Новый, сорок восьмой год встречался москвичами радостно, с надеждами. Все самое тяжелое позади. Выдюжили и войну, и тяжкие послевоенные три года, теперь жизнь должна беспременно лучше становиться. Хотя цены на продукты после реформы оказались выше довоенных вдвое, но обещали снижать постепенно, чтоб через несколько лет приблизить, а то и сравнять с теми, что до войны были. В магазинах было всего полным-полно, взгляд радовался, но очередей не видать — туговато с деньжатами у народа, да и цены кусаются, масло сливочное шестьдесят два рубля, мясо — двадцать восемь, так что такие продукты, как сыр, колбаска, брали по сто — двести граммов, ну а деликатесы вроде икорки, рыбы копченой могли себе позволить лишь немногие, да и то в дни получек. Но без этого прожить можно, главное, голод кончился. Ну и промтовары появились; материал бостон четыреста пятьдесят рубликов за метр, костюм мужской — одна тысяча четыреста, полуботинки мужские — двести шестьдесят. Можно уже поднатужиться и купить что из одежды. Кому не лучше стало, так это тем, кто большие пайки получал, литерные А и Б, теперь им не по довоенным ценам паек выкупать, а платить, как и всем, денежки по новому прейскуранту. Но таких немного, всему-то народу лучше стало.
Коншин Новый год встречал у Наташи. Народу было мало — он с Володькой, двоюродный Наташин брат с девушкой и подружка ее для Володьки. Собрали по сто рублей с носа, и стол был таким, за каким они давно не сидели, почти довоенный, даже с шампанским. Но Коншину почему-то грустно. Стукнет ему, да и Володьке скоро двадцать восемь, на фронте ребята таких лет казались им уже настоящими мужчинами, да и редко кто из них был бессемейным и бездетным, а они вот все еще студентики. Коншин хоть подрабатывает что-то, а Володька тянет на пенсии и стипендии и даже эту сотню на праздник пришлось просить у матери. Да, взрослые уже мужики, а все еще несамостоятельны…
Володька вяловато ухаживал за Наташиной подругой. Видно, не очень-то понравилась. А Коншин, как обычно при Наташе, ощущал какую-то скованность. Она же сегодня была оживлена, любезна, как и подобало хозяйке дома, и даже кокетлива.
Когда все тосты за Новый, сорок восьмой год, в котором должно быть у всех прекрасно и хорошо, были произнесены, у Коншина непроизвольно вырвалось про Костю Саничева.
Наступило неловкое молчание.

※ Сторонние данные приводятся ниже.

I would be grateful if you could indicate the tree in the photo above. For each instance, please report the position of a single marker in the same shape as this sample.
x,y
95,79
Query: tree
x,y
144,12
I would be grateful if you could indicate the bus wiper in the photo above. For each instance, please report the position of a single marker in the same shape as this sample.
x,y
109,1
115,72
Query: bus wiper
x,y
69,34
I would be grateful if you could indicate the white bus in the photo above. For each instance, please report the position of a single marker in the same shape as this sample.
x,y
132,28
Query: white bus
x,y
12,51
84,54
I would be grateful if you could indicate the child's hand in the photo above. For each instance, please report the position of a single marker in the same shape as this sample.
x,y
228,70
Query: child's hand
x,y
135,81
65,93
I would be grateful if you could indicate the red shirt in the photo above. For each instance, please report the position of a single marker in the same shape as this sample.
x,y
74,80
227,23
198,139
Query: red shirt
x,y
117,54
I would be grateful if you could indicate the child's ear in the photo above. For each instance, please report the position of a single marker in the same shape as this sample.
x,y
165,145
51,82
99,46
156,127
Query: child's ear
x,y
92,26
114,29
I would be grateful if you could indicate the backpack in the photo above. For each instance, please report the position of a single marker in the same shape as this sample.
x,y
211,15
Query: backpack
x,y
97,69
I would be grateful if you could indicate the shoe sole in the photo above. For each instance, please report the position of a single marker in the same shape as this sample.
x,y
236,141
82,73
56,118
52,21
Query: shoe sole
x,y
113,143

Наташа поджала губы и с досадой бросила:
— Вот всегда у вас так, Алексей, чем-нибудь да испортите. Ну зачем сегодня об этом?
— Простите, не к месту, наверно. Но я все время об этом думаю.
— Ну и думайте про себя! Мы празднуем Новый год и к чему эти разговоры?
— А почему, интересно? Мы же взрослые люди, — вмешался Володька, холодно взглянув на Наташу.
— Потому, что мы собрались не для этого, — отрезала она.
— Вы, наверно, не поняли, Наташа, что встревожило Алексея. Это же первые удары по нашему поколению. По фронтовому! Отдавшему семь миллионов жизней![1] — продолжал Володька.
— Да, Наташа, — мягко начал ее брат, — все это довольно серьезно, и напрасно ты…
— Может быть, — перебила она его, — но у Алексея есть сотни мест, где он может обсуждать это, а не в доме, куда он пришел встречать Новый год. Ну почему у вас всегда так получается? — повернулась она к Коншину.
— Хорошо, больше не буду об этом, — примирительно сказал он. — Можем поговорить о «Последних днях Гитлера» Бергарда Больдта, что печатается сейчас в «Правде».